Miami’s poor 3-point shooting, which included just 5 for 16 on wide-open 3s on Thursday night? Not going to happen again, Denver’s coach said bruskly.

“As I told our players this morning, the fact that they got 16 wide-open 3s is problematic, and if you think that Max Strus is going to go 0 for 9 again or Duncan Robinson is going to go 1 for 5 again, you’re wrong,” he said.

Barely prompted, Malone turned his attention to the fourth quarter where the Nuggets were outscored 30-20 and saw a sizable double-digit lead shrink to just nine as the Heat found its 3-point stroke. Think Malone, with a chance to do something no other team in Nuggets history has done, would allow for even an ounce of complacency? Think again. No one’s getting fat with success right now. Not on his watch.

“I told our players today, don’t read the paper, don’t listen to the folks on the radio and TV saying that this series is over and that we’ve done something, because we haven’t done a (dang) thing,” Malone said with his trademark fire.

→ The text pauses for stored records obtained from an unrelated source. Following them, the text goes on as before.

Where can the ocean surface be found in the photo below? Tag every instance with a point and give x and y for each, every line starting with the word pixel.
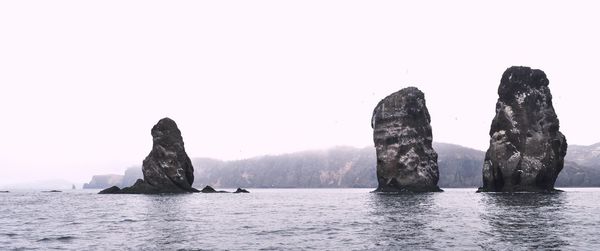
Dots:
pixel 301 219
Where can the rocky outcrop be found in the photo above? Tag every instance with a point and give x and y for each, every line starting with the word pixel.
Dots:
pixel 209 189
pixel 167 169
pixel 241 190
pixel 527 150
pixel 103 181
pixel 406 160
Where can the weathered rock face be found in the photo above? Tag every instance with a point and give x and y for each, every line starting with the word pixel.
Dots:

The pick-and-roll defense on Jimmy Butler, the second-chance opportunities, all of it was fair game as Malone audited their film. After the Heat managed just two free throws in Game 1, Malone said he was expecting a level of urgency and aggression from Miami that hadn’t been there. And what they did in Game 1, limiting Miami to 63 points through three quarters and improving to 9-0 at Ball Arena in the postseason, won’t have any bearing on what happens Sunday night.

Aaron Gordon admitted it’s hard not to let the outside chatter filter into his headspace.

“It’s difficult because the people around you get excited, as well,” Gordon said. “So, you have to keep like a calmness. You have to keep a poise to you, like an intense energy but calm, while the rest of everybody else is really frenetic. It’s important to just make the main thing the main thing and just be focused on what the task is at hand.”